Fleece jacket or pullover.
Fleece Wind-Stopper jacket (optional).
Waterproof (preferably breathable fabric) shell jacket.
2 women sports bras, Synthetic, no cotton!
Lower Body – Legs
2 pairs nylon hiking shorts – Quick drying type, not cotton!
Underwear, stay away from cotton .(4/5)
1 pair soft shell pants – synthetic, full zip from top and bottom preferable.
2 pairs trekking pants, the knees so they double as shorts.
1 pair hard shell pants. Waterproof/breathable, Gore-Tex or equivalent is best. Should zip from the top and bottom – this makes it easier to put on over boots without getting undressed should the weather change once you are underway for the day.
1 pair cotton pants (loose jeans/khakis).
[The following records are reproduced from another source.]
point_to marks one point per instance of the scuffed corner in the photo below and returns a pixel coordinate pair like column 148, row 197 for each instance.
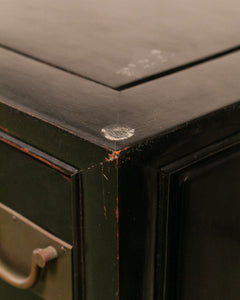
column 114, row 155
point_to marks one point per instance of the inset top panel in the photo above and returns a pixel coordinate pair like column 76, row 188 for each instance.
column 118, row 42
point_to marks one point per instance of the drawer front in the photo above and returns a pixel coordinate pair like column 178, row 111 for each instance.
column 45, row 191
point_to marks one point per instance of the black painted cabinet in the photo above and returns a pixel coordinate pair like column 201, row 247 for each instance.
column 119, row 150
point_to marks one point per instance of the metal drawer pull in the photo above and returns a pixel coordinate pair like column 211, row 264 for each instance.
column 39, row 259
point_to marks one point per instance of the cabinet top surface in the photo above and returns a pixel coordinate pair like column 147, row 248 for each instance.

2 pairs lightweight long underwear – Capilene or other synthetic.
All clothing should be kept dry using waterproof stuff sacks or large puncture resistant plastic bags.
4/5 pairs of liner socks, synthetic or Capilene.
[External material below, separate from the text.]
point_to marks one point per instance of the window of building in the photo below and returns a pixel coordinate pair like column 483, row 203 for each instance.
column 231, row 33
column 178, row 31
3/4 pairs heavyweight socks to be worn over liner socks.
1 pair lightweight socks, a good option for the lower / warmer parts of the treks.
1 pair light to medium weight waterproof hiking/trekking boots.
1 pair light trekking shoes or sneakers. Good for around the camp/lodges and in Kathmandu.
1 pair hiking gaiters, good for keeping dust and rocks out of your shoes/boots as well as keep your feet dry as necessary (Optional).
1 pair sandals (Optional).
Medicines and First Aid Kits
(Please note WT guide will also carry the first aid kit bag during the trek. However, we still recommend you to bring your personal first aid kit as well)
Extra Strength Excedrin for altitude-related headaches.
Bruprofen for general aches and pains.
Immodium or Pepto Bismol capsules for upset stomach or diarrhoea.
Diamox (commonly prescribed as Acetazolamide) 125 or 250mg tablets for altitude sickness. Please discuss with us before starting to take this medicine.
1 small personal sized first-aid kit with blister treatments such as moleskin, band-aids, some waterproof tape, anti-infection ointments, etc. your guides will have more extensive medical gear, but you should have the basics for general use.
Most Necessary Documents/Materials
Passport and extra passport photos (4 copies).
Airline ticket (Please make a copy and leave on at our office in KTM just in case if you need to change the date of your).
Durable wallet/pouch for travel documents, money & passport.
Lip balm. At least SPF 20, 2 sticks. A string taped to the stick is helpful, to hang around your neck and some are now being sold with a cord already attached. Handy as it avoids you from having to stop and look for it.
Sunscreen. SPF 40 is recommended and should be relatively new since it loses its’ effectiveness over time.
Pocket knife or small Swiss Army type.
Water purification Iodine tablets or Polar-pure crystals.
Toiletry kit. Be sure to include toilet paper stored in a plastic bag, hand wipes, and liquid hand sanitizer, towel, soap, etc.
1 pair adjustable trekking poles. Although these are listed as optional, these can be of great assistance to people who may think of themselves and generally clumsy or with bad knees, ankles, etc, especially when going downhill (Optional).
Favorite snack foods, no more than 2 pounds (Optional).
Paperback books, cards, mp3 player (there are a couple of stops where you could recharge. Avoid players with moving hardware as it may not function. Remember, keep these items lightweight) (Optional).
Hydration bladder with a drinking tube and tube insulator (Optional).
A pee bottle for men and pee funnel for a woman, some swear by them to avoid that chilly late night trip (Optional).
1 small stainless steel thermos (Optional).
1 lightweight point & shoot camera or 1 large SLR. Digital cameras are ok, but you must keep the batteries warm when not in use (Optional).
Please Note: Tight fitting, figure-hugging clothing, such as those made with Lycra can often be offensive to locals, especially to women. If you find these items comfortable as a base layer, please pack something to wear on top of them.
Above This list is only a guideline. While you are required to bring everything on this list, there are numerous options, brands, and versions of each piece of equipment. Please Use your experience and the listed features to find the best gear for you. Some of the above equipment can be easily found in stores in Kathmandu for cheaper prices.